The company’s tradipitant application included details of two placebo-controlled studies which were previously published in peer review journals.
It also included exposure response data from a large open label study and experience of dozens of patients treated in an expanded access programme as evidence.
However, the FDA Complete Response Letter (CRL) suggested Vanda to conduct additional studies.
In a statement, Vanda said: “Despite this disappointing action by the FDA, Vanda believes that the tradipitant application has met the substantial evidence of efficacy standard with a favourable benefit risk profile for the treatment of patients with gastroparesis.

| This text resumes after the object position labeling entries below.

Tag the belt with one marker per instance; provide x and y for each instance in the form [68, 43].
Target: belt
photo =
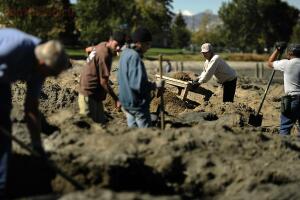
[229, 80]
[295, 96]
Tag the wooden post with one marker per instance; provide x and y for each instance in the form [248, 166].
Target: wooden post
[262, 70]
[162, 108]
[181, 65]
[256, 70]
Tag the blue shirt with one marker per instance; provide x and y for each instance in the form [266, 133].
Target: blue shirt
[17, 59]
[134, 87]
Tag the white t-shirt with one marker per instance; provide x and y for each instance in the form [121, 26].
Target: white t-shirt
[291, 74]
[218, 68]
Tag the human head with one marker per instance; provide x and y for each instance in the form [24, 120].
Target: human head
[52, 58]
[142, 39]
[293, 50]
[116, 41]
[207, 50]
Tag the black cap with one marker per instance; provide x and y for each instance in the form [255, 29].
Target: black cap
[142, 35]
[120, 37]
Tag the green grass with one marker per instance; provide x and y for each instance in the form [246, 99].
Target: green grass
[178, 55]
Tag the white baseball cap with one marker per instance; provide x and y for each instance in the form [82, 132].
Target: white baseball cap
[206, 47]
[53, 54]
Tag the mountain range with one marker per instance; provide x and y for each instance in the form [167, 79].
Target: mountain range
[193, 21]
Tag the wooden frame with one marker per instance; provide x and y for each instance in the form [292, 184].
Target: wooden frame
[182, 86]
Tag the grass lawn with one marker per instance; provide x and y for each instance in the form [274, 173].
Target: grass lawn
[179, 55]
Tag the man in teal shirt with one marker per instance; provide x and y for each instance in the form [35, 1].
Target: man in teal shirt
[134, 86]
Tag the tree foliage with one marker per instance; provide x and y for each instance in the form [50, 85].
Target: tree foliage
[255, 24]
[296, 33]
[96, 19]
[43, 18]
[181, 36]
[208, 31]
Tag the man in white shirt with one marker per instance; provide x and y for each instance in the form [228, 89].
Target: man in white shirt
[222, 72]
[291, 72]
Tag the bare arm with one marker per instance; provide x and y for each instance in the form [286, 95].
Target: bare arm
[272, 58]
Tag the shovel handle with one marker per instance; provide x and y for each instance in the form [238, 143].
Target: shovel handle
[268, 86]
[162, 108]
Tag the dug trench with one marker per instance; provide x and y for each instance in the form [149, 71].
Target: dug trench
[207, 150]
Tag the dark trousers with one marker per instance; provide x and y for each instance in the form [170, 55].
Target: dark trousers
[287, 121]
[5, 142]
[229, 90]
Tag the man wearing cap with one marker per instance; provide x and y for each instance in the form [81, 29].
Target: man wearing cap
[94, 78]
[23, 57]
[290, 112]
[134, 86]
[222, 72]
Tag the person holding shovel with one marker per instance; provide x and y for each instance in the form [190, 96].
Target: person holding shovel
[23, 57]
[94, 78]
[222, 72]
[134, 86]
[290, 103]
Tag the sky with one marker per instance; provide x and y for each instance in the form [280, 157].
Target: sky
[190, 7]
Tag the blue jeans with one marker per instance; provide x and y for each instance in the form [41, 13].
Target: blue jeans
[288, 121]
[140, 119]
[5, 142]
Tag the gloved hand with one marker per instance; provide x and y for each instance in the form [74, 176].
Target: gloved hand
[195, 83]
[160, 83]
[280, 46]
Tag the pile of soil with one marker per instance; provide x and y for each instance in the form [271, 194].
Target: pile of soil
[207, 152]
[173, 104]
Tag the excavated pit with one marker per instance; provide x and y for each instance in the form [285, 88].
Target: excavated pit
[207, 151]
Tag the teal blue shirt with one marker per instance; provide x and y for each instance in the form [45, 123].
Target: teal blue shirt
[17, 59]
[134, 87]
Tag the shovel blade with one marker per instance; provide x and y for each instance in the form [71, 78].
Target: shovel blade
[255, 120]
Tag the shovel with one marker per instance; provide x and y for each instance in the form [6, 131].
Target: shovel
[48, 162]
[256, 119]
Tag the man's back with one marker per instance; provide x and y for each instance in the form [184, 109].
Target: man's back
[291, 69]
[98, 65]
[17, 57]
[134, 88]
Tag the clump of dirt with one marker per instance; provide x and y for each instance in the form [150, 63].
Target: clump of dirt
[208, 154]
[173, 104]
[54, 97]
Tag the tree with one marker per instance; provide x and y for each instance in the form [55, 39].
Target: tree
[98, 18]
[180, 34]
[208, 31]
[43, 18]
[255, 24]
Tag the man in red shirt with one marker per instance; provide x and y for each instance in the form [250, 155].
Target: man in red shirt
[94, 79]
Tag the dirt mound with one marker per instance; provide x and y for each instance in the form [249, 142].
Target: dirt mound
[206, 152]
[181, 76]
[173, 104]
[169, 163]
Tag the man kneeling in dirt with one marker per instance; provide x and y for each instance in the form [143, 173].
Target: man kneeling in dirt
[134, 86]
[94, 78]
[290, 111]
[23, 57]
[222, 72]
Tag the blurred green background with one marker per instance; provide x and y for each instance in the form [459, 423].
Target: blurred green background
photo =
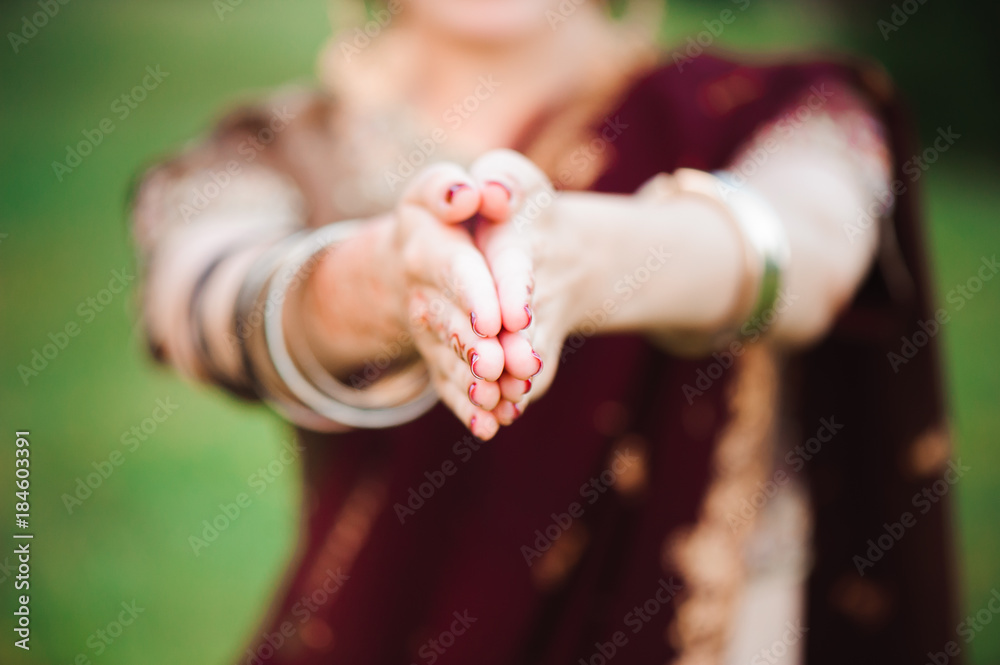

“While Vanda has repeatedly requested that the FDA convene an expert advisory committee to review the application and advise the Commissioner on the approvability of this application, the FDA has refused to do so.
“A number of patients currently treated with tradipitant have filed a Citizen Petition urging FDA to approve tradipitant for the treatment of gastroparesis.”
The company also claimed that FDA’s decision was delayed by more than 185 days and failed to meet the requirements specified by the Food Drug and Cosmetic Act (FDCA).
Gastroparesis condition shows down gastric emptying and causes severe nausea, vomiting, and difficulty finishing a normal meal among other symptoms.
Vanda noted that it will continue to pursue the marketing authorisation for tradipitant. Later this year, it also plans to file a separate NDA for tradipitant for the prevention of vomiting in motion sickness.
Last year, Vanda bought the US and Canadian rights to relapsing multiple sclerosis (RMS) therapy Ponvory (ponesimod) from Actelion Pharmaceuticals (Janssen).